In [None]:
%matplotlib inline
from matplotlib.pylab import plt

import pandas as pd
import numpy as np

In [None]:
air_passengers = pd.read_csv("data/AirPassengers.csv", header = 0, parse_dates = [0], names = ['Month', 'Passengers'], index_col = 0)

In [None]:
air_passengers.head()

In [None]:
air_passengers = air_passengers.to_period()

In [None]:
air_passengers['1950-06-01':'1950-06-03']

In [None]:
air_passengers.plot()

In [None]:
# first thing we look at for a time series when we want to use common analysis techniques:
# is it stationary: constant mean, constant variance, autocovariance does not depend on time

In [None]:
# first test, informally, plot the moving average
air_passengers.rolling(window = 20).mean().plot()

In [None]:
# Can you plot the variance?

In [None]:
# Can you plot the autocovariance?

In [None]:
# How should you size your window?

In [None]:
# next more formally apply the Dickey-Fuller test
from statsmodels.tsa.stattools import adfuller

dftest = adfuller(air_passengers.Passengers, autolag = 'AIC')

In [None]:
dftest

# What do these numbers mean?

In [None]:
# Can we write a function to output these #s sensibly?
# Check out statsmodels.sourceforge.net/devel/generated/statsmodels.tsa.stattools.adfuller.html

In [None]:
# Are we stuck not doing any analysis now that our time series is not stationary? Hint: no.
# How can we make it stationary?
# Why is it non-stationary (2 reasons)

In [None]:
# First let's get rid of the 'trend' contribution to the time series not being stationary
# One method to get rid of a trend is to do a power or log transformation that punishes larger values
# more than smaller values
log_passengers = air_passengers.Passengers.apply(lambda x: np.log(x))
log_passengers.plot()

In [None]:
# This reduces the variance in variance as opposed to the original trend
air_passengers.plot()

In [None]:
# However there is still a trend we need to remove
# Let's calculate a rolling mean
# Experiment with window size
air_passengers.rolling(window = 12).mean().plot()

In [None]:
# What if we subtract this rolling mean from the original series?
rolling_mean = air_passengers.rolling(window = 12).mean()
passengers_detrended = air_passengers - rolling_mean
passengers_detrended.plot()

In [None]:
# Exercise: try detrending after taking the log. How does that look?

In [None]:
# Now let's use a regression rather than a rolling mean to detrend
from statsmodels.regression.linear_model import OLS
model = OLS(air_passengers.Passengers.values, list(range(len(air_passengers.values))))
result = model.fit()
result.params
fit = pd.Series(result.predict(list(range(len(air_passengers.values)))), index = air_passengers.index)

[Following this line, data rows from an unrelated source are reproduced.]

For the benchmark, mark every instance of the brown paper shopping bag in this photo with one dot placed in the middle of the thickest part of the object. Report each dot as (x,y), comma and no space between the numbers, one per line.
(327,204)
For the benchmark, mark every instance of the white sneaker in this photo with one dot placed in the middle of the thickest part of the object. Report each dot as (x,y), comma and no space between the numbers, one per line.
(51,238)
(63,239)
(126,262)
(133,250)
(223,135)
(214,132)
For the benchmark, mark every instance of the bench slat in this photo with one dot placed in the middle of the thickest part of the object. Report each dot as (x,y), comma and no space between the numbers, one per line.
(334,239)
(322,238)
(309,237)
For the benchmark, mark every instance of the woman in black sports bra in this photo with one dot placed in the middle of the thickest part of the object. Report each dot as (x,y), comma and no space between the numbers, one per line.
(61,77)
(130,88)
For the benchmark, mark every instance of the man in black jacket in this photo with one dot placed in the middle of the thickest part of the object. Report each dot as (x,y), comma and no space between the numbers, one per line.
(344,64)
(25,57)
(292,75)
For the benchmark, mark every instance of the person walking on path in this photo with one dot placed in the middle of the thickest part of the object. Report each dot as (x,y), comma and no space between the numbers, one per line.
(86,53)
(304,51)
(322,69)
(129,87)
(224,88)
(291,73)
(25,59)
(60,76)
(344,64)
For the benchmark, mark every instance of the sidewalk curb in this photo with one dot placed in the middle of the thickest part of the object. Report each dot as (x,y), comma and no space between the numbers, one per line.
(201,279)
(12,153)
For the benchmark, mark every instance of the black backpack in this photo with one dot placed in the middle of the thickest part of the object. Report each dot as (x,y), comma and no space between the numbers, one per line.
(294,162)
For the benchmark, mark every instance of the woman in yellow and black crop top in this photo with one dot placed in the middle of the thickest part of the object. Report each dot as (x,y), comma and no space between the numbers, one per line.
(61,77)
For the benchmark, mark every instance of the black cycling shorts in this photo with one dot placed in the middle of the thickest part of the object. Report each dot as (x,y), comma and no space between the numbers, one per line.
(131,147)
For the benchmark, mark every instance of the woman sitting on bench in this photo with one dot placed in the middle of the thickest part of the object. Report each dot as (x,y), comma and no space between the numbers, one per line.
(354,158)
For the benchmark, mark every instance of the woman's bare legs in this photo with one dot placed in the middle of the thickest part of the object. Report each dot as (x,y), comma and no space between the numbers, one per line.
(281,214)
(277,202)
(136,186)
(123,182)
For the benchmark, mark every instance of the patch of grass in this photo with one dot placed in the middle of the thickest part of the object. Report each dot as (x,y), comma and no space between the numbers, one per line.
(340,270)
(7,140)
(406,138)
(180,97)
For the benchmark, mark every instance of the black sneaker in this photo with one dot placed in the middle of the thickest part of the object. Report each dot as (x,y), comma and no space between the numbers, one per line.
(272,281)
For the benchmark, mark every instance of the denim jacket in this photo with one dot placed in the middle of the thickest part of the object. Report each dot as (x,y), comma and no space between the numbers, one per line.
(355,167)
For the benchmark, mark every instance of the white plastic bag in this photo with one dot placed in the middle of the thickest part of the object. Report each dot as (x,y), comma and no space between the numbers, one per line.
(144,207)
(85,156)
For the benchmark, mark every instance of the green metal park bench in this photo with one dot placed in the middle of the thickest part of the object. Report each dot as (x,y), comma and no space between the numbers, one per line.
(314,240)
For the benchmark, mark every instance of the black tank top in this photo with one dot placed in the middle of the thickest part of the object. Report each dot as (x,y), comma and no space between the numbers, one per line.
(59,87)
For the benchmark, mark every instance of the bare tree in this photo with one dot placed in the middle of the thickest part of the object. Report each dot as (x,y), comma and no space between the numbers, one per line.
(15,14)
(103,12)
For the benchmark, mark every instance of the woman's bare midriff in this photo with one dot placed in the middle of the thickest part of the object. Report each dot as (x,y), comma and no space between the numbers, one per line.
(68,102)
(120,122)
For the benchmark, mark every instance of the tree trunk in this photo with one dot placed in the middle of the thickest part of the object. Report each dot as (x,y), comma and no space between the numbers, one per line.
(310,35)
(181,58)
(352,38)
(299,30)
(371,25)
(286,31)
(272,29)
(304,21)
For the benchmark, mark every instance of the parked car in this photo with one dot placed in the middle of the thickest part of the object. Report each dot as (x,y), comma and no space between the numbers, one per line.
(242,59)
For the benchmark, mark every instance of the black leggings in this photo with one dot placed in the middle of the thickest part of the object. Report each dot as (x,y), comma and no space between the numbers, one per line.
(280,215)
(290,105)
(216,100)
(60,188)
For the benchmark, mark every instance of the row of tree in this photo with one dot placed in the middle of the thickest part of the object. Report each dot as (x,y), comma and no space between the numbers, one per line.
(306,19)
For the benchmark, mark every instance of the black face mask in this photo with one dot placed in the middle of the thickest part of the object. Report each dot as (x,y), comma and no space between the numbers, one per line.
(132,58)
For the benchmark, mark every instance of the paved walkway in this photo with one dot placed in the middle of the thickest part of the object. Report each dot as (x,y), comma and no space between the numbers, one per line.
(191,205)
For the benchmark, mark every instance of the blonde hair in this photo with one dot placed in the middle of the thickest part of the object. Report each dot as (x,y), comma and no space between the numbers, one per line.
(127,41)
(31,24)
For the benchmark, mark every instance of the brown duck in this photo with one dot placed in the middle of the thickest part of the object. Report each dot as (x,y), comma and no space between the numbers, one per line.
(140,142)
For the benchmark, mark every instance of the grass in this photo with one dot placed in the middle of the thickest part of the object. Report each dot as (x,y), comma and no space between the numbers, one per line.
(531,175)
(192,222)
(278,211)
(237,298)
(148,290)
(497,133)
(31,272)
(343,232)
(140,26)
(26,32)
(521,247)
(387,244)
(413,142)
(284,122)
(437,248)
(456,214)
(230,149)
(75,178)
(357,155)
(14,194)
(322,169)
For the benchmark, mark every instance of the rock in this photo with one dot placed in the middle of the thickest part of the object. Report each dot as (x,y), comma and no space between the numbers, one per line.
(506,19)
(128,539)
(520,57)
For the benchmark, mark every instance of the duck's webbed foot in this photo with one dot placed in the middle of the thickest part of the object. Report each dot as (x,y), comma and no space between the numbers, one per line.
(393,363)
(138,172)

passengers_detrended = air_passengers.Passengers - fit
passengers_detrended.plot()

In [None]:
# Now let's take a look at seasonality


In [None]:
# When might a rolling average work better/worse than a regression?

In [None]:
# How might we be able to eliminate both trend and seasonality?
# Looking for two answers...

In [None]:
# One common technique is differencing, let's start with log_passengers
log_passengers_diff = log_passengers - log_passengers.shift()
log_passengers_diff.plot()

In [None]:
# Let's again test for stationarity with a gut level check.
# And let's write a function to do it since this seems like something we'll have to do a lot

In [None]:
log_passengers = log_passengers.to_timestamp()

In [None]:
from statsmodels.tsa.seasonal import seasonal_decompose

log_passengers.interpolate(inplace = True)
decomposition = seasonal_decompose(log_passengers)

In [None]:
trend = decomposition.trend
seasonal = decomposition.seasonal
residual = decomposition.resid

In [None]:
(seasonal+trend).plot()

In [None]:

plt.subplot(411)
plt.plot(log_passengers, label='Original')
plt.legend(loc='best')
plt.subplot(412)
plt.plot(trend, label='Trend')
plt.legend(loc='best')
plt.subplot(413)
plt.plot(seasonal,label='Seasonality')
plt.legend(loc='best')
plt.subplot(414)
plt.plot(residual, label='Residuals')
plt.legend(loc='best')
plt.tight_layout()